17. Hukuk Dairesi 2016/4088 E. , 2018/8407 K.
"İçtihat Metni"MAHKEMESİ :Asliye Hukuk Mahkemesi
Taraflar arasındaki tasarrufun iptali davasının yapılan yargılaması sonunda; kararda yazılı nedenlerden dolayı davanın reddine dair verilen hükmün süresi içinde davacı vekili tarafından temyiz edilmesi üzerine dosya incelendi, gereği düşünüldü:
-K A R A R-
Davacı vekili; müvekkili ... Vergi Dairesi Müdürlüğü"nün mükellefi davalı ... Tarım Ürünleri Gıda Hay. Tic.

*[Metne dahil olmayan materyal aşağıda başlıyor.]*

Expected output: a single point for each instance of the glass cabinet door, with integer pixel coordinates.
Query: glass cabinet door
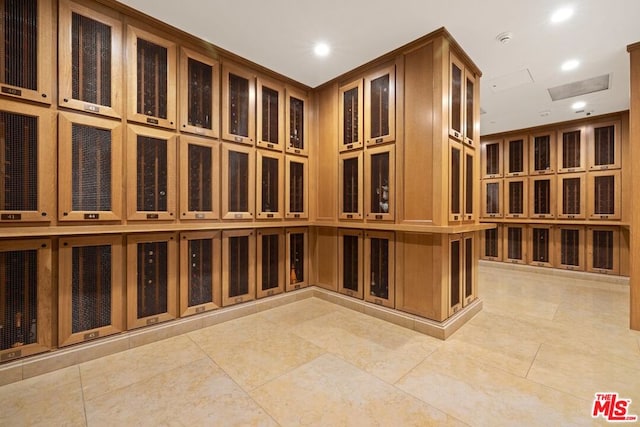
(351, 116)
(89, 60)
(238, 104)
(25, 298)
(152, 81)
(380, 179)
(152, 277)
(26, 38)
(379, 106)
(199, 94)
(27, 190)
(90, 150)
(151, 174)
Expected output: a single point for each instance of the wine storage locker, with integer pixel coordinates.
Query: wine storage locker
(152, 79)
(152, 292)
(89, 60)
(91, 291)
(238, 266)
(350, 260)
(25, 298)
(199, 94)
(379, 267)
(199, 178)
(270, 266)
(297, 265)
(200, 272)
(90, 150)
(151, 174)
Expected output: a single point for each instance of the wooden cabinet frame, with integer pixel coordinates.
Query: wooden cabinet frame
(228, 131)
(355, 119)
(356, 268)
(44, 67)
(372, 293)
(45, 184)
(369, 95)
(135, 319)
(605, 191)
(66, 335)
(538, 197)
(570, 244)
(66, 211)
(344, 213)
(44, 311)
(187, 124)
(189, 304)
(66, 55)
(230, 259)
(272, 209)
(612, 253)
(265, 138)
(541, 245)
(195, 175)
(134, 213)
(376, 193)
(293, 209)
(261, 270)
(538, 152)
(148, 117)
(296, 279)
(294, 142)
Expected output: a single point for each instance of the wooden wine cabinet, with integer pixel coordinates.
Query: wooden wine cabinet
(379, 106)
(238, 189)
(238, 266)
(379, 267)
(91, 290)
(26, 68)
(270, 266)
(90, 150)
(25, 298)
(297, 265)
(152, 78)
(270, 173)
(238, 104)
(199, 178)
(199, 94)
(151, 174)
(350, 113)
(89, 60)
(200, 272)
(27, 181)
(350, 259)
(380, 179)
(270, 106)
(152, 292)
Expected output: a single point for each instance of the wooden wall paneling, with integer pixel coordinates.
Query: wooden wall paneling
(26, 275)
(90, 288)
(90, 159)
(199, 94)
(151, 94)
(200, 272)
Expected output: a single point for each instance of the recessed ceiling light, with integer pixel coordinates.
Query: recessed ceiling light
(561, 15)
(569, 65)
(321, 49)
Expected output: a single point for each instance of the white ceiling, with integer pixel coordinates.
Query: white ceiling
(280, 35)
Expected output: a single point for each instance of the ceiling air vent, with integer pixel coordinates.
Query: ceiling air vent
(594, 84)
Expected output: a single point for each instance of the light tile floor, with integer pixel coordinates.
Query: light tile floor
(536, 355)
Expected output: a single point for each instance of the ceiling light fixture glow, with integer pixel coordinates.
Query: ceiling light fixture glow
(561, 15)
(321, 49)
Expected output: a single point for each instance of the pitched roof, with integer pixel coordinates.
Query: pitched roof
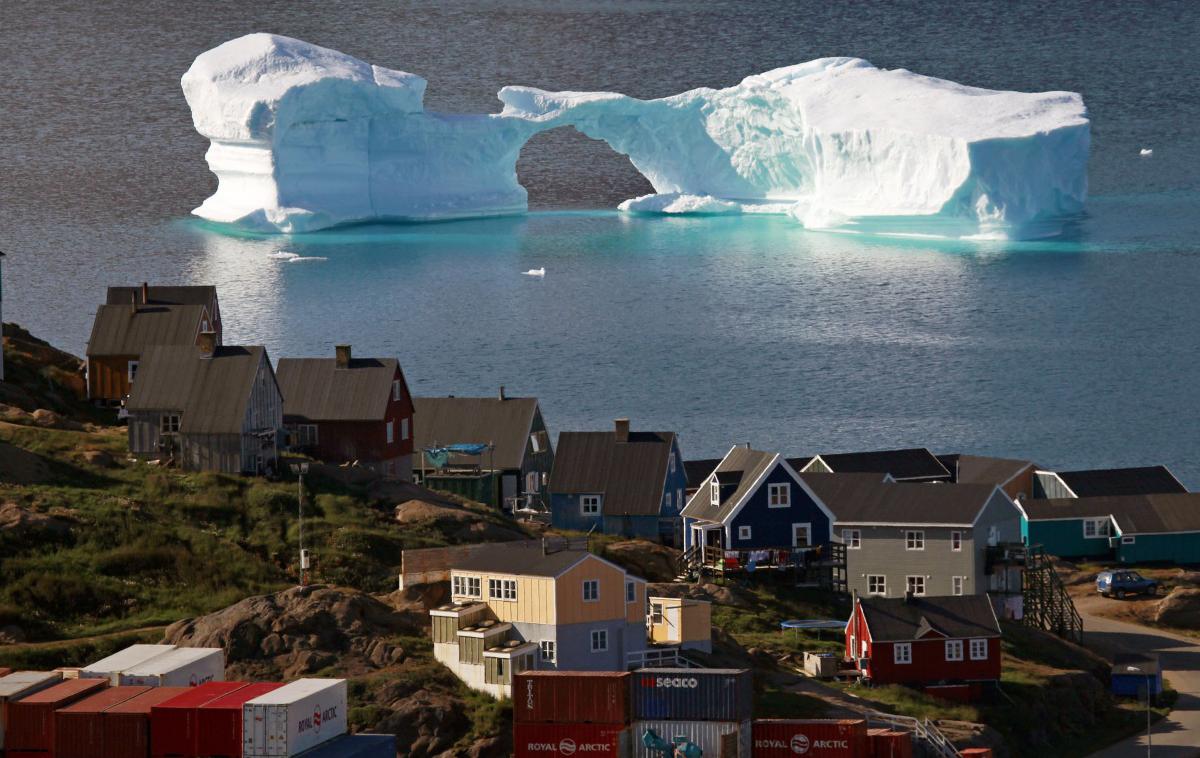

Ltd. Şti"nin 31/12/2013 tarihi itibariyle toplam 150.874,55 TL vergi borcu bulunduğunu, mükellef kurum hakkında yapılan araştırmalar neticesinde borcunu ödemeye yetecek mal varlığına rastlanılmaması üzerine 6183 sayılı A.A.T.U.H Kanunun Mükerrer 35. maddesi kapsamında kanuni temsilcisi ve ortaklarının takibine başlanıldığını ve şirketin ortağı ve kanuni temsilcisi olan ... hakkında yapılan mal varlığı araştırmasında ... ili ... ilçesi, ... parseldeki 1/40 paylı gayrimenkulün 1/2 hissesini 15.12.2009 tarih ve 26361 yevmiye ile toplam 12.000,00 TL bedelli ..."e, 1/2 hissesini ise yine 15/12/2009 tarihi ve 26361 yevmiye ile toplam 12.000,00 TL bedelle ..."e sattığının tespit edildiğini, alacağın tahsili bakımından sonuç elde etmenin mümkün olmadığını belirterek 15/12/2009 tarihli resmi satışlara ilişkin tasarrufun iptaline karar verilmesini talep ve dava etmiştir.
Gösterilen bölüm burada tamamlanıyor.